“The distortion and the outright lies coming from Bruce Porter’s campaign are having a corrosive effect on our community,” said Joan Hartmann, Santa Barbara’s 3rd District County Supervisor, at a press conference today near the Ellwood butterfly grove.
To support Hartmann and counter the Porter campaign’s allegation she had diverted money from local schools, the county’s former superintendent of schools, Bill Cirone, stated, “I am disturbed and appalled that one of her opponents, Bruce Porter, has stooped to the distortion and lies that seem to be the norm in today’s political environment.” He denounced the accusation that Hartmann had lost Santa Ynez High School District money by not negotiating with the Santa Ynez Chumash tribe. “As a former school board member, and of that district, Bruce knows that a supervisor’s job is not to lobby for the district with the Chumash,” said Cirone. In fact, the Chumash and the school board have negotiated well and funded the new football field, Cirone said.
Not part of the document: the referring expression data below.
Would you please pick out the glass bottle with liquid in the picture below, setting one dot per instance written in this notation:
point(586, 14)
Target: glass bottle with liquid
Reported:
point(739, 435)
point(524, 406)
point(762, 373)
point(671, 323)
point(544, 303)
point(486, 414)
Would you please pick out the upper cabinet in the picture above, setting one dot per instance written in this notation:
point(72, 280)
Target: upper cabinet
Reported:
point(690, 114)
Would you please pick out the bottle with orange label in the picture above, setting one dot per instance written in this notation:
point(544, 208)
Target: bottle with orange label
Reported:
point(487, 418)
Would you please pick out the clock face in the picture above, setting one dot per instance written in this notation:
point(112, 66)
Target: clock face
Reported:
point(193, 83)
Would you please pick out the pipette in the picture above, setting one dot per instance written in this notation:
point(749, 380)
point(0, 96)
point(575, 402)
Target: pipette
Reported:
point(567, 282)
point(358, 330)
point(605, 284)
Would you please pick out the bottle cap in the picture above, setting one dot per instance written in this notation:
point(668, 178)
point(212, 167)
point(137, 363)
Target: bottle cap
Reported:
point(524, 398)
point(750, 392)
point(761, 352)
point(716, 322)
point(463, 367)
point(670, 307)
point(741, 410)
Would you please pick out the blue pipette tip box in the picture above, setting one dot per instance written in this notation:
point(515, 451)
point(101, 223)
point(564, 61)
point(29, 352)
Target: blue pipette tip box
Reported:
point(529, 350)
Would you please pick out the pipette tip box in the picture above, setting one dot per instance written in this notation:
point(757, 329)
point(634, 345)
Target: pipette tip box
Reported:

Katie Davis, chair of the Santa Barbara chapter of the Sierra Club, endorsed Hartmann, calling her “one of the most effective environmental champions we’ve ever had in office.” Davis continued, “Of concern here is climate change. The fossil-fuel interests supporting Bruce Porter don’t seem to care.” She urged voters to understand that oil companies are working with the Trump administration to target the Central Coast for its resources. In Santa Barbara, the oil industry is giving money to the county’s Republican Party, Davis said, “handing Porter $58,000.” When Porter ran in 2016, “most of the nearly $200,000 he took from oil interests came in at the very end of his campaign, making it hard to track, and deliberately so,” Davis said.
Hugh Montgomery of the Santa Barbara County Firefighters Union stepped up to the mic next to speak in favor of Hartmann. “Joan has supported the goal of borderless dispatch and ensured the continuance of property-tax shift that increase firefighting resources within the county,” he included in his statement.
In her closing remarks, Hartmann contrasted her campaign to her opponent’s: “Serving the last three years and two months as supervisor has been the greatest privilege of my life,” she said. “I’m proud to serve with honesty, integrity and care for the people of Santa Barbara. I’m proud that we have run our campaign guided by the same principles, unlike the Porter campaign.”